7 Eylül 2022 Çarşamba

Makedonya-KOÇANA. 1 Koçanaya gidiş.

 Makedonya-KOÇANA. 1  Koçanaya gidiş.

KOÇANA Yıl 1978 ve yıl 2015

Koçanaya iki kez, ilki 1978  yılında ablam ve komşu kısı ile, 2015 yılında da büyük oğlumla ziyaret ettik. Her iki ziyaret, zamanla orada nasıl değişikliklerin olduğunu da gördüm. Üsküpte oteldeyiz. Sabah, erken saatlerde otelden günü birlik olarak ayrıldık. Ben, ablam ve alt katta oturan komşumuzun kızı Tuna. Üsküp garajına gidiyoruz. Taş köprüde bir kafe benzeri yere oturduk. Açız. Baktım çay servisi de var. Cafe benzeri yere yanaştım.  Poğaçalar ardım. Çay varmı diye sordum. Tezgahtar Türk asıllı idi. Türkçe konuşmaya başladık. Bizim alışık olduğumuz çayı ince belli bardakla gelecek çayı hayal ettim. Yokmuş, "sallama cay " var dedi. 3 fincan aldım, tepsiye koydum. Bu arada bizim çayımızı burada " SLAV çayı " olarak tanımlandığını da öğrendim. Sonra Üsküpte kaldığı süre içerisinde ben de çay isterken bu ifadeyi kullandım. Son gidişimde bu konuyu unuttuğum için kullanmadım.
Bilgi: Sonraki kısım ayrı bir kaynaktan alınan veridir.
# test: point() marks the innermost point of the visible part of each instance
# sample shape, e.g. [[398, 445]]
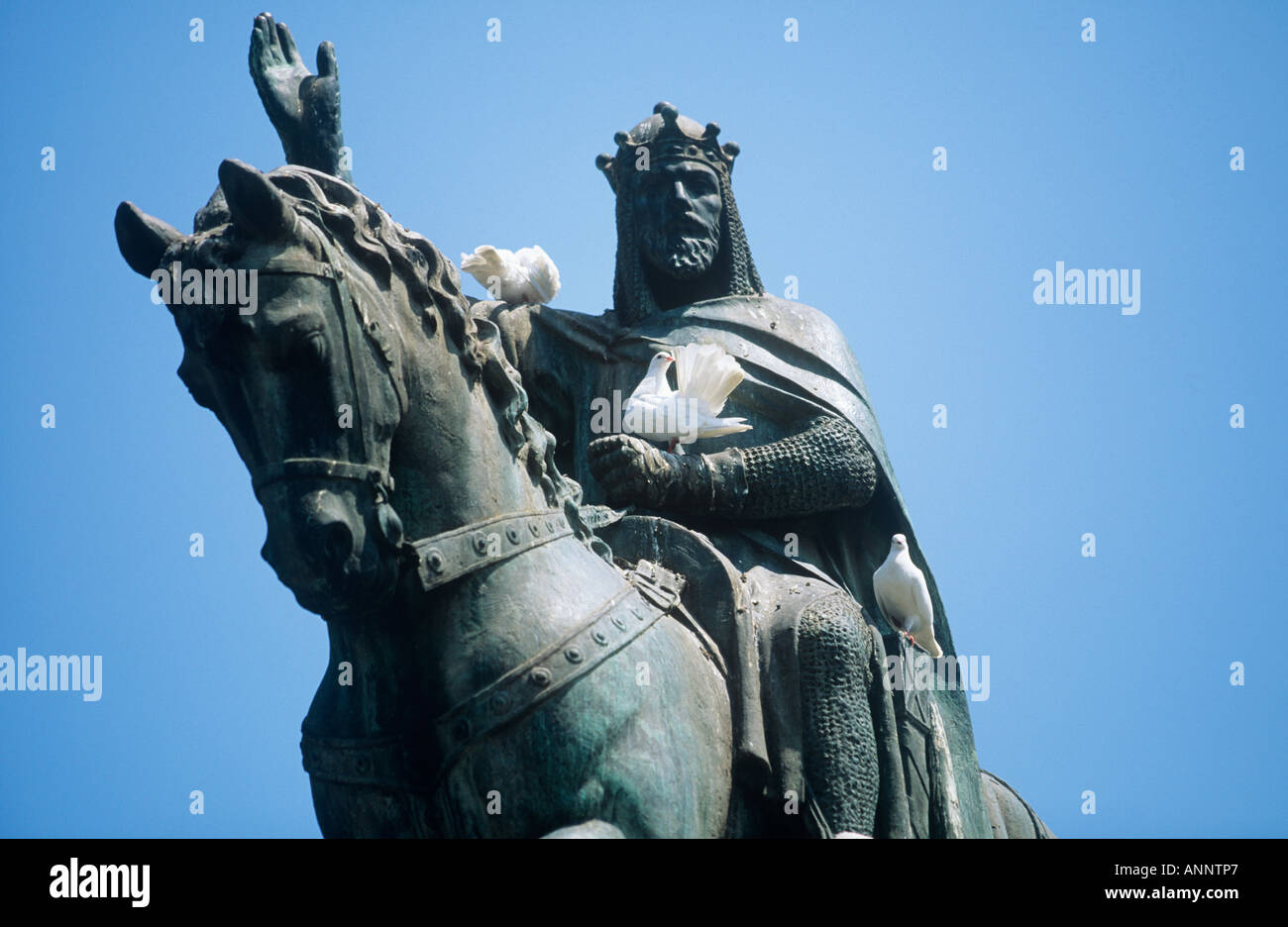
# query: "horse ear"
[[142, 239], [257, 206]]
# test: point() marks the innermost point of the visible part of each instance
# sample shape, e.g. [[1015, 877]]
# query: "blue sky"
[[1108, 673]]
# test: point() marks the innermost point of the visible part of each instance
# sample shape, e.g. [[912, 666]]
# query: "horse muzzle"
[[336, 550]]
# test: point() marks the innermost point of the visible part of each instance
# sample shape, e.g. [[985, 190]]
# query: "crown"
[[669, 137]]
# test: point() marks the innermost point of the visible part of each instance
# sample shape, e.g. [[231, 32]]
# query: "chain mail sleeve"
[[823, 467]]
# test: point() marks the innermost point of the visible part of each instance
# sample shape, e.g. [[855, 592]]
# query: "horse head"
[[356, 330], [305, 376]]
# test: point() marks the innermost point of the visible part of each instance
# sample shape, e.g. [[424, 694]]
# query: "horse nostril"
[[336, 542]]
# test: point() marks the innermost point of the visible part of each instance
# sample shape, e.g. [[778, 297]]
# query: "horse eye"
[[312, 349]]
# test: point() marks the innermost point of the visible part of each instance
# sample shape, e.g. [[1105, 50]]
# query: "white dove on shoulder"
[[523, 277], [704, 376]]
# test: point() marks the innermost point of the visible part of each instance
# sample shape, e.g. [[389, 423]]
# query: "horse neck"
[[450, 460]]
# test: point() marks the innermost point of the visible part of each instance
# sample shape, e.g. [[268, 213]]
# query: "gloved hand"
[[630, 470]]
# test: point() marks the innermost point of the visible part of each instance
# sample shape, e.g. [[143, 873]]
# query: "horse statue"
[[510, 676]]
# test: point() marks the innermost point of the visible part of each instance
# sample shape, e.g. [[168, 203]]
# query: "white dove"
[[704, 376], [523, 277], [903, 596]]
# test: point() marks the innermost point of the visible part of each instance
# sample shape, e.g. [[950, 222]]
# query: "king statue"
[[803, 505]]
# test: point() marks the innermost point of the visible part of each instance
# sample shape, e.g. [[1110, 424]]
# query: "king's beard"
[[682, 256]]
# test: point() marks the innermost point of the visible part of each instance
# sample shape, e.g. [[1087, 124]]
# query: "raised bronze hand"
[[304, 108]]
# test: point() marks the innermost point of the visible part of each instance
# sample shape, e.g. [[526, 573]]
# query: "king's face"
[[678, 209]]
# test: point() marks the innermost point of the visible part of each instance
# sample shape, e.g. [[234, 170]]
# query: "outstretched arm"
[[824, 466], [304, 108]]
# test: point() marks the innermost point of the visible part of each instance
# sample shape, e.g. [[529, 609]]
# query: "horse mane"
[[384, 248]]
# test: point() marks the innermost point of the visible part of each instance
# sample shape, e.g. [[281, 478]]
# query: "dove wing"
[[707, 373], [879, 587], [918, 595]]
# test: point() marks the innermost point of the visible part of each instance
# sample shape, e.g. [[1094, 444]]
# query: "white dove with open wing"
[[523, 277], [905, 597], [704, 376]]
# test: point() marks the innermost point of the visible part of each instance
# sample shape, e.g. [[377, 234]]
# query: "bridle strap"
[[323, 467], [458, 553]]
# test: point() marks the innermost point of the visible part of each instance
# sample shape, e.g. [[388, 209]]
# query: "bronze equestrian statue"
[[557, 631]]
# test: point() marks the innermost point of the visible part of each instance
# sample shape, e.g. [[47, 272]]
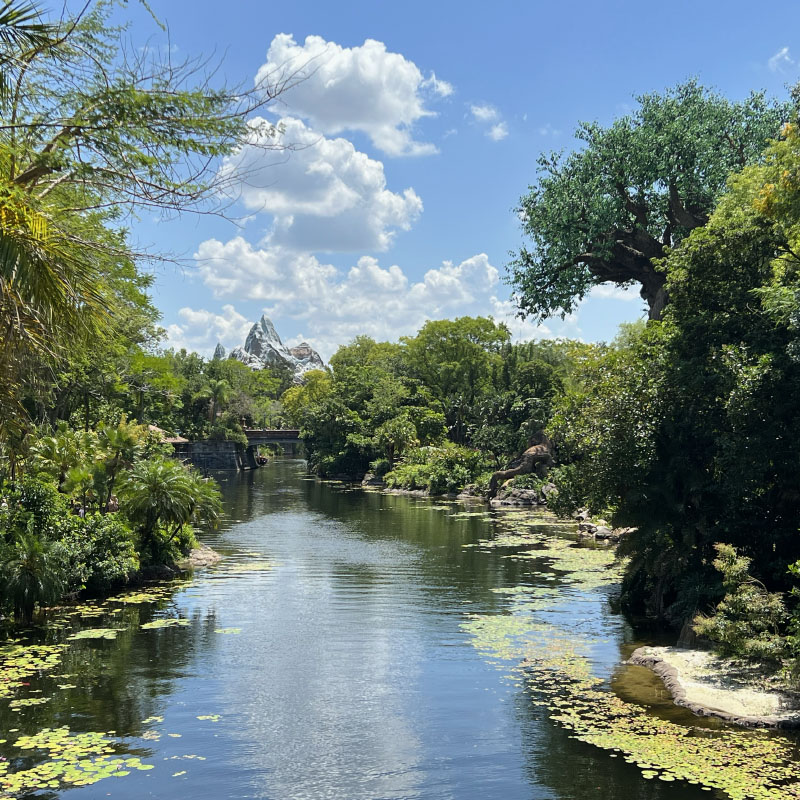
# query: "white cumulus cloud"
[[324, 195], [200, 330], [333, 306], [484, 113], [491, 120], [781, 60], [498, 132], [364, 88]]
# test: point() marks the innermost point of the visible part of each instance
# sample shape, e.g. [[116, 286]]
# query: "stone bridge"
[[211, 454]]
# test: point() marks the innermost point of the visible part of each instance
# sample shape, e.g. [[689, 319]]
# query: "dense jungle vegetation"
[[683, 428]]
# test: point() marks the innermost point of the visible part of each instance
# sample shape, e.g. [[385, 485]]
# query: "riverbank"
[[712, 686]]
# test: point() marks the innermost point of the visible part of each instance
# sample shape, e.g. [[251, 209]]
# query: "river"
[[339, 651]]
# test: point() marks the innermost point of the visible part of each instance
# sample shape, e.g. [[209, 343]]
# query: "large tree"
[[606, 212], [93, 131]]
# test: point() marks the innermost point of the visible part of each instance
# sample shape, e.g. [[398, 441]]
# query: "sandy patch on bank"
[[201, 556], [712, 686]]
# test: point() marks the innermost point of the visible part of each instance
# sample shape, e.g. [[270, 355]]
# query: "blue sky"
[[420, 125]]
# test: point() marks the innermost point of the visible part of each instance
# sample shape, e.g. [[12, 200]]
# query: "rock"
[[306, 358], [201, 556], [710, 686], [516, 497], [264, 348]]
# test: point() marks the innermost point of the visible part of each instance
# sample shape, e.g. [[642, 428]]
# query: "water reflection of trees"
[[575, 770], [117, 683]]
Koçanayaotobüs biletlerini aldık. Biletleri satan genç Arnavutmuş, çok iyi Türkçesi vardı. Koçanaya varınca dönş otobüs biletinizi alın, Koçanadan  Üsküpe sadece 1 adet otobüs vardır , o otobüste saat 10.00 da kalkar. Kaçırmayın, Koçanada otel yok, parkta yatarsınız dedi.. Otobüs 09.00 sularında hareket etti.. Yola koyulduk. Ön sırada ablam ve komşu kızı. Arka sırada, koridor tarafında ben oturuyorum. Yanında oldukça şişman b,ir bayan. Yol boyunca yarenlik adan bayan Romenmiş. Mükemmel bir Türkçesi var. Koçanaya gidiyormuş. Benden de buralara neden geldiğimi sordu. Bütün yol boyunca konuştuk. Annemlerin aslında Koçana-Banyalı olduğunu, işlerinin , ana konaklarının orada olduğunu anlattım. Koçanada olan konakta yaşadıklarını da anlattım. Aklıma, annemin çocukluğunda, Koçanadan Banyaya giderken, sallandığı "ahlat ağacından " söz ettim. Bayan kolumu çekiştirdi " işte Ahlat ağacı buradaydı" dedi. Yanından hızlıca geçtik. Ama ahlat ağacı yoktu. Gözümde annemin çocukluğu canlandı. Çok duygulandım. Bunları 1978 yılında yaşadım. Dönüşte anneme anlattım, boşluğa baktı, hiç bir şey demedi. Ağladı. 2015 yılında büyük oğlum ile gittiğimizde, bizi gezdiren rehberimize de bu olayı anlattım ama, o eski yol yoktu, oto yol açılmıştı ve o eski ahlat ağacı da yoktu. Babaamlar, buraları 1911-1912 de terk etmişler. Onlardan bir şeyler kalmamış. Babm ve halam da hatta amcam da Koçana ile ilgili bir şeyler anlatmazlardı. Çok zor bir Türkiye göçü yaşamışlar. Baba sülalem ile ilgili notları daha sonra yazarım. Bir ibretliktir. Sadece Koçana dönüşünde, Babam bir yer sordu. Önünden geçmiştim. 4-5 adet mezar taşı vardı. Sarıklı mezar taşları. Babamın her iki gözünden yaş geldi. Atalarının mezarlarıymış. "Çok azıkalmış " dedi. Hepsi bu kadar. Başka da bir şey yoktu.

Koçana bir pirinç ekim alanı. Bir vadi, çok sulak bir vadi, pirinç için gerekli su var, ılıman, kışları çok soğuk. Bir de köyü var. Hemen dibinde ismi "ORİZARİ". O da pirinç demek. Annemlerin burada oturan ve bize misafirliğe gelen yakınları vardı.